Jakarta (ANTARA News) - Kepala Lembaga Kajian Indonesia Fakultas Ilmu Pengetahuan Budaya Universitas Indonesia Untung Yuwono berpendapat penggunaan Internet telah mengubah cara orang menggunakan bahasa tulis.
"Ruang yang terbatas pada Internet membuat gagasan-gagasan menjadi ringkas-ringkas, paragraf pun pendek-pendek," kata Untung lewat surat elektronik kepada Antara News.
Sebagian orang keliru menjadikan itu sebagai model bahasa yang benar dan standar. Dampaknya, menurut dia, antara lain terlihat pada beberapa karya tulis, yang menunjukkan kesulitan orang menyampaikan gagasan yang eksploratif.
Dia juga melihat gejala penurunan perhatian masyarakat terhadap Bahasa Indonesia, terlihat dari penggunaan bahasa asing atau bahasa yang bercampur aduk pada papan-papan informasi serta pemakaian kata serapan asal adopsi seperti "selebrasi" dari "celebration" meskipun ada kata "perayaan'.

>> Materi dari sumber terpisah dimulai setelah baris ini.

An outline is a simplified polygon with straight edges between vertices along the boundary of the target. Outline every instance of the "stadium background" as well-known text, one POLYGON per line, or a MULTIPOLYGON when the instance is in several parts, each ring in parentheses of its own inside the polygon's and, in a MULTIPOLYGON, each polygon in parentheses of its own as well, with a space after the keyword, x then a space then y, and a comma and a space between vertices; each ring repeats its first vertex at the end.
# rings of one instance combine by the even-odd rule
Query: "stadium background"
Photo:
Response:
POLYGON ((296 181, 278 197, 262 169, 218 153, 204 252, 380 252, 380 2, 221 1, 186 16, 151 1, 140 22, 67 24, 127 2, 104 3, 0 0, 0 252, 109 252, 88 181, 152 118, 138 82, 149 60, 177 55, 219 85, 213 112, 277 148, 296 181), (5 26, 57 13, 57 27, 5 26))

Ia mengatakan upaya perbaikan penggunaan bahasa bisa dilakukan lewat gerakan disiplin nasional seperti yang pernah dilakukan tahun 1995, yang juga meliputi gerakan disiplin berbahasa.
Para ahli bahasa pun, menurut dia, sudah berkumpul untuk mengeluarkan pedoman-pedoman kebahasaan dan menyampaikan hasilnya kepada masyarakat melalui penerbitan kamus-kamus istilah dan pedoman berbahasa Indonesia dengan baik dan benar.
"Masyarakat mau mengikuti. Ini contoh yang baik. Masyarakat membutuhkan panutan," katanya.
Menjaga bersama
Untung juga melihat kecenderungan anak-anak muda menganggap sama ragam bahasa tulisan dan lisan, yang sebenarnya berbeda dalam aspek pilihan kata, struktur maupun gaya berbahasa.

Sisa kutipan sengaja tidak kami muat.